An additional £5 million ($6.45M) has been made available by the Scottish Government to the country’s supply chain to help maximize the economic benefit to Scotland from decommissioning of North Sea infrastructure.
The Minister for Energy, Connectivity, and the Islands, Paul Wheelhouse, announced on Thursday that the Decommissioning Challenge Fund (DCF) would reopen for the third round of funding. The announcement was made during his visit to the new CEOs of Decom North Sea and Aberdeen Harbour, John Warrender and Michelle Handforth.
Following grant awards of £4.8 million in 2017, the third round of DCF funding will continue to support infrastructure upgrades at Scotland’s ports, innovation in retrieval and transport approaches as well as supply chain projects that will strengthen Scotland’s decommissioning capability and capacity.
The DCF can also support engineering scoping work, feasibility studies, and business development at key sites to help to attract further private investment.
Wheelhouse said: “This round of the DCF includes both capital and resource funding, and it widens the scope of potential projects given that support is also now available for business development.
“We fully recognize that decommissioning is an emerging, but growing, activity in the North Sea. More than £17 billion is expected to be spent on decommissioning activity in the North Sea in the period up to 2025, with the peak for decommissioning activity in this area predicted to go beyond this.
“Scotland’s supply chain is winning the lion’s share of project value in areas like well-plugging and abandonment, but there is room to further increase market share in areas such as the salvage and disposal of top-side infrastructure.

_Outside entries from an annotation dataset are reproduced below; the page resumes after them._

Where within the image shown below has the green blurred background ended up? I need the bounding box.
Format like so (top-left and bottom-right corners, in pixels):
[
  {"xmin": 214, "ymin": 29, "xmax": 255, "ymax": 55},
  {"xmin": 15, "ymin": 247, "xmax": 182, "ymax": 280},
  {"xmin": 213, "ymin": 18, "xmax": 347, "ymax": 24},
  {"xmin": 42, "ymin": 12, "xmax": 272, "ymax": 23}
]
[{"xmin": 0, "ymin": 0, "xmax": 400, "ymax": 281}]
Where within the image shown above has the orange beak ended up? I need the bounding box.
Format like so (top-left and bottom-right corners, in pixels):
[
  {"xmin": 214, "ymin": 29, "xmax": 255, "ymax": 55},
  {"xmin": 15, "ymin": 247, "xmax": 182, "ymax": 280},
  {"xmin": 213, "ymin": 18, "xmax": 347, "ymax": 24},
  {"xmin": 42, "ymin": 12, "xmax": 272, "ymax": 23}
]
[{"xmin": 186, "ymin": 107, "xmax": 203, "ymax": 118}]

“The budget for the DCF in 2018-19 will reflect the projects coming forward, and our ambition is to match the £5 million successfully awarded last year, however, there is flexibility for this to increase if demand is demonstrated.”
Highlands and Islands
Following the announcement by the Scottish Government, the Highlands and Islands Enterprise (HIE) said it was considering applying to the DCF.
“Energy sector supply chain companies across the Highlands and Islands are being encouraged by HIE to consider applying to the DCF,” the development agency said.

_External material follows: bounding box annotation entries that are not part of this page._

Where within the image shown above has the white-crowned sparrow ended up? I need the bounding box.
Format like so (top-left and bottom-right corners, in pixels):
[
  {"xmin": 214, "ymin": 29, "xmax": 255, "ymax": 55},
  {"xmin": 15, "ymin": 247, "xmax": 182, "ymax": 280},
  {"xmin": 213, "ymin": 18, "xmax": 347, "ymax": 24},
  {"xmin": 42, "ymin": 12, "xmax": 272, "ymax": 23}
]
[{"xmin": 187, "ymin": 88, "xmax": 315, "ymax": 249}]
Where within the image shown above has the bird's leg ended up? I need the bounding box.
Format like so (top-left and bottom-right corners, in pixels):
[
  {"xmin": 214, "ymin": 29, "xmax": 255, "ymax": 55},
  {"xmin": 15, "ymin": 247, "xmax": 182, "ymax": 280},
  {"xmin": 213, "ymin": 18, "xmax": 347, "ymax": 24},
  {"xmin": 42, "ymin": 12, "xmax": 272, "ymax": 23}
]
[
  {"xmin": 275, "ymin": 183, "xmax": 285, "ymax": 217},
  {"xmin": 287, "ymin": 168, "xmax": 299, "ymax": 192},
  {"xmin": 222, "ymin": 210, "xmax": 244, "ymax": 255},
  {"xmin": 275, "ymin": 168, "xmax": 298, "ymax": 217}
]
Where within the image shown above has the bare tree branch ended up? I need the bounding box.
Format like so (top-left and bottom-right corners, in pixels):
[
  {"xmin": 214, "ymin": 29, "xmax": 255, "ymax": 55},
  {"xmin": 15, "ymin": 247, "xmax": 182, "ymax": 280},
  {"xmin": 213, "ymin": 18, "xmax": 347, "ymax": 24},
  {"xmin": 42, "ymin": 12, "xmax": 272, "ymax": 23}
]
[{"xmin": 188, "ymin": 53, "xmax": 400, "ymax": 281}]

Last year, the DCF awarded grants totaling £4.8m for projects that strengthen Scotland’s decommissioning capacity.
These included more than £800,000 for infrastructure upgrades at Kishorn Dry Dock in Wester Ross, more than £90,000 for work in the Lyness Oil and Gas decommissioning base in Orkney, and almost £60,000 was invested in feasibility studies commissioned by Stornoway Port Authority for the proposed decommissioning facility at Arnish on Lewis.
Other projects include £118,000 for upgrading the plant and machinery by EMN Plant, and Lerwick Engineering and Fabrication received more than £80,000 for the purchase of equipment to enhance capabilities within the decom market in Shetland.
Gavin MacKay, HIE’s head of energy industries, said: “The decommissioning of North Sea infrastructure is already presenting opportunities for the Highlands and Islands. The obvious example is the Buchan Alpha decommissioning, which is being carried out at Dales Voe in Shetland, following major upgrading of the quayside.”
Alongside the Decommissioning Action Plan, launched by HIE and Scottish Enterprise at the end of 2016, the DCF will help Scotland’s oil and gas sector make the most of decommissioning opportunities at home and abroad.